Будничность его тона уменьшила мое беспокойство, но в то же время вызвала некоторое чувство протеста. Он описывал события так, будто чувства его совсем не были затронуты. Взглянув на него, я убедился, что невозможно перебросить мост через пропасть, разделявшую его и мое отношение к создавшейся ситуации. Я видел в профиль его лицо, наполовину скрытое от меня ниспадающими волосами, заплетенными в косички, в которых свет запутывался, как в блестящей металлической сетке. В его плечах, линии спины, даже руках, лежавших на коленях, не было ни малейшего напряжения, что подтверждало мое впечатление, будто состояние Гума’е его совсем не трогает. Я говорил себе, что у меня нет оснований ожидать от него иной реакции, но, даже делая скидку на различие традиций, начал испытывать какое-то отчуждение, не замечая в нем признаков элементарного человеческого сочувствия к страданиям Гума’е. Потом меня снова охватило беспокойство в связи с двусмысленностью моего положения. Мне снова стало казаться, что зря я вмешался. Во мне нарастала неприязнь ко всему укладу жизни, породившему такое настроение Макиса. Я возмущался безразличием этого уклада к страданиям и смерти, отсутствием привычной теплоты в отношениях между людьми. Поэтому, когда Макис вдруг повернулся, выражение его лица и голоса явились для меня полной неожиданностью.
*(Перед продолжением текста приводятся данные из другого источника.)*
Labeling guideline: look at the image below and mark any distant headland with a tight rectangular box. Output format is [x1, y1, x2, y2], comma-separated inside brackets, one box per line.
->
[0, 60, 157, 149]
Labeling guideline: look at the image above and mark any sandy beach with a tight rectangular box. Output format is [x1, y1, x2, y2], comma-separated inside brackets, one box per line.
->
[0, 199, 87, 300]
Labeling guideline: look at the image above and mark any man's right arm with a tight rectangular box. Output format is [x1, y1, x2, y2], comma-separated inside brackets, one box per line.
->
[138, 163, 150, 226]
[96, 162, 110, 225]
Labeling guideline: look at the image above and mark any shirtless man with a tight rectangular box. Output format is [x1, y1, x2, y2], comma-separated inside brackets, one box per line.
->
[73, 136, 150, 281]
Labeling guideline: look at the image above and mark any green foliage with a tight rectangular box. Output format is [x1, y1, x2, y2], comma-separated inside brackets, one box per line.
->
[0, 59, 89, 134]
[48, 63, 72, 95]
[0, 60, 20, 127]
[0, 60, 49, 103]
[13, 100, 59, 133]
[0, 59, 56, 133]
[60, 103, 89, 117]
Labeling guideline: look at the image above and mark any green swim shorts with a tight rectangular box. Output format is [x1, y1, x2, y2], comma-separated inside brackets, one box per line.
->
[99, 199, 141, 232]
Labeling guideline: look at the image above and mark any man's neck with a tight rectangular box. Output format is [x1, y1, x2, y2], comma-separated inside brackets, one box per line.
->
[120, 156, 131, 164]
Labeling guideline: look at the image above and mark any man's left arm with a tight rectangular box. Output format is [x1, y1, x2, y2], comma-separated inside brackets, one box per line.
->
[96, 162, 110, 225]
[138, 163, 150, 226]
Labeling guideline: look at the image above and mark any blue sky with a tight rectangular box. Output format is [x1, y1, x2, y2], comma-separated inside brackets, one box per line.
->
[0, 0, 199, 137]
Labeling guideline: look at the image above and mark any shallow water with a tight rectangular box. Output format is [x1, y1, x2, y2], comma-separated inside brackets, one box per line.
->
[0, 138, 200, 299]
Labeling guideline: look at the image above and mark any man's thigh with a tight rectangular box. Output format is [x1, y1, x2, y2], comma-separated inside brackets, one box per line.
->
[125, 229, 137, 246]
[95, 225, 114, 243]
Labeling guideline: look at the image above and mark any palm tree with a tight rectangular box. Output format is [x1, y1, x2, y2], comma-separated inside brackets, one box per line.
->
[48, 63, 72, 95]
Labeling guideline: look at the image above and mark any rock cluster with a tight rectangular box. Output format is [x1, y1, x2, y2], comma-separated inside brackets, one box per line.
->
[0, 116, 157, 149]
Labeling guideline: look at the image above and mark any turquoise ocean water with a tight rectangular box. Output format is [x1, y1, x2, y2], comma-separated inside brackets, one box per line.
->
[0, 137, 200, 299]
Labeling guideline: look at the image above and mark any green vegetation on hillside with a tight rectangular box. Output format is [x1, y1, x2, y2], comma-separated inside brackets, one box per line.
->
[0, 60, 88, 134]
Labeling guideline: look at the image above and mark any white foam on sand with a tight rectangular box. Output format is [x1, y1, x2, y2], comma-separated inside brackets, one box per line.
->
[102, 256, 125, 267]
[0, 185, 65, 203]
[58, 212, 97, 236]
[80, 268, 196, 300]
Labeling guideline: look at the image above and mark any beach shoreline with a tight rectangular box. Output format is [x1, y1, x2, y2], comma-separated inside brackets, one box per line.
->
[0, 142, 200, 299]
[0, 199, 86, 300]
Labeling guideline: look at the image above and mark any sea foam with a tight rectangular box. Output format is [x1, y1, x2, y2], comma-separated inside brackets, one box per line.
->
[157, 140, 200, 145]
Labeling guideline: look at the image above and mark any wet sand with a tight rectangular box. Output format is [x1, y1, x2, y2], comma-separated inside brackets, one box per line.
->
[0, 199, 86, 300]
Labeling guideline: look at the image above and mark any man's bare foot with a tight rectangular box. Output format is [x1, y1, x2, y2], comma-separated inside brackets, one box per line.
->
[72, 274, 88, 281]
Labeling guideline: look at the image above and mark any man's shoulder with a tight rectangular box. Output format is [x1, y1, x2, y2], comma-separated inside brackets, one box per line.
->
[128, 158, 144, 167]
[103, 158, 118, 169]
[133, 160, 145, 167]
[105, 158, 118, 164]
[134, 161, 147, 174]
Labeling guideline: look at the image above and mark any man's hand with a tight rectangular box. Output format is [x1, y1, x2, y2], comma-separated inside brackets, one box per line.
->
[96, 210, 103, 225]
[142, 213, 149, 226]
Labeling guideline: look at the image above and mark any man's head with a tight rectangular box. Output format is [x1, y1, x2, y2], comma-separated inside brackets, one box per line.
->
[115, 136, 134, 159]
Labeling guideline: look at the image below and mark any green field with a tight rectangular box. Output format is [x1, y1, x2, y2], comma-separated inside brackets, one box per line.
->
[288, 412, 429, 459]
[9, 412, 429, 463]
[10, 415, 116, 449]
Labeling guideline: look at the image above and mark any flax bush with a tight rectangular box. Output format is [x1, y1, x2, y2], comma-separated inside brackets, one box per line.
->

Он впервые после прихода глянул на меня прямо-и я сразу заметил напряженность его взгляда и будто высеченных из камня линий его лица, особенно углов рта, которые теперь казались глубже обычного. У меня было безотчетное желание помочь ему, ответить на крик его души, выразившийся на его лице, и удовлетворить таким образом свою потребность выйти из обступившего меня одиночества. Я ждал, чтобы он сказал то, что хотел, но он не мог подыскать нужные слова. Косноязычие Макиса, резко контрастировавшее с его обычным красноречием, прямо-таки потрясло меня, и, когда он наконец заговорил, запинающийся голос тронул меня куда больше его виртуозных публичных выступлений, ибо теперь в безыскусных фразах не было и намека на чувство личного превосходства или на установленное обычаем разделение между мужчинами и женщинами. Он просто сказал мне, что Гума’е не должна умереть, употребив при этом повелительный оборот: «Эта женщина не умрет!», как будто сама эта форма могла предотвратить печальный исход. Он сказал далее, что не хочет терять ее, что чувство к ней (он дотронулся рукой до живота) убивает его изнутри. Вспомнив, как Макис вызвал меня утром, как мы шли к ручью и возвращались обратно, я понял, что его привязанность к Гума’е гораздо глубже, чем можно было заключить по внешним проявлениям. Я никогда еще не видел Макиса таким и не слышал ничего подобного ни от одного гахуку. Я знал традиционное выражение печали у гахуку. Ритуальный надрывный крик, от которого по спине бежали мурашки, без сомнения, говорил о подлинном чувстве. Однако сам способ его выражения изолировал меня от людей, охваченных горем, и мне оставалось быть свидетелем, но не участником их переживаний. Теперь все было иначе. Макис не стал бы откровенничать со своими соплеменниками, и я был благодарен судьбе за то, что мое положение позволило ему обратиться ко мне со словами, в которые он вложил весь свой страх перед угрожавшей ему утратой. Я хотел, чтобы он понял, как я ему сочувствую, но не мог найти слова утешения и ободрения.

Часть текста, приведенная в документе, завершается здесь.